I think my grandmother would be proud of me. I’m doing research that may save the lives of people and in the future promote health.
- Bingyu Yan, PhD student, Biochemistry
As an elementary school student in the Chinese city of Luoyang, Bingyu Yan often stayed with his grandmother. Her death from cancer would influence Yan’s academic choices and commitment to “devote myself to helping others,” he says: He would later add cancer research to his interest in plant physiology. After being introduced to biochemistry research as an undergraduate at Henan Agricultural University, he chose a major in biomedical studies. He then completed a master’s degree in molecular biology and biochemistry at Sun Yat-sen University in Guangzhou, China, where his research focused on genetic changes during cancer development as well as plant biology. His advisors encouraged Yan to hone his research skills in a U.S. doctoral program, but his first set of applications yielded no offers. Facing a gap year, he joined a Chinese company developing a clinical test for early cancer screening. “I thought that seeing this process from bench to bedside — how to translate research to a real product — would be better for my future career,” he explains. In a visit to a former roommate in Chicago. Yan toured parks and museums — and Purdue. The professors and students he met were friendly, and he recalls thinking, “If I got an offer, I would choose this university.” He was back at work in China when he was accepted to Purdue’s interdisciplinary life science program, PULSe, which offered research laboratories in both of his interest areas, cancer biology and plant biology. In July 2017 he returned to Purdue and after a year of rotation in different labs, began his work with Majid Kazemian, assistant professor in the departments of Biochemistry and Computer Science. “We are more collaborators than teacher-student,” Yan says of Kazemian’s advising approach. “He respects my ideas, and we have good communication and interaction.”
“Currently my major projects explore the mechanism of host-pathogen interaction in human disease,” Yan says. He is the lead author on a paper published in Science Immunology that provided new insights into the human immune response to SARS-CoV-2 (COVID 19) infections. His current work focuses on virus-induced cancer and the role of non-coding RNAs in immune cells. This year Yan received his department’s AK Balls Award for research excellence and scientific achievement.
Yan also received the 2021 AAI Young Investigator Award from the American Association of Immunologists for his study of SARS-CoV-2 and presented at the 2022 AAI annual meeting. He has mentored six undergraduate computer science or biological engineering students and was a research mentor for the Summer Undergraduate Research Fellowship program. “Science is a team sport,” he says, citing the value of his mentees’ different backgrounds and disciplines. “We can integrate everyone’s expertise.”

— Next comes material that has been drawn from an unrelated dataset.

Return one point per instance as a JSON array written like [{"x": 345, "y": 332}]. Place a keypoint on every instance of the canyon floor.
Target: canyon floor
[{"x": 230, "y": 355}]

Yan expects to graduate in computational biology and immunology by June 2023 and will look for a position in a university or institute research lab. “I would like to be a PI with my own lab where I can help students and postdocs, he says. “I learned a lot from my mentors, and I’d like to guide others in the initial stages of their research careers.” Outside of the lab, Yan spends time hiking around West Lafayette and Ann Arbor with his wife, a postdoctorate fellow at the University of Michigan. He also enjoys reading, listening to music, and cooking both Chinese and American dishes.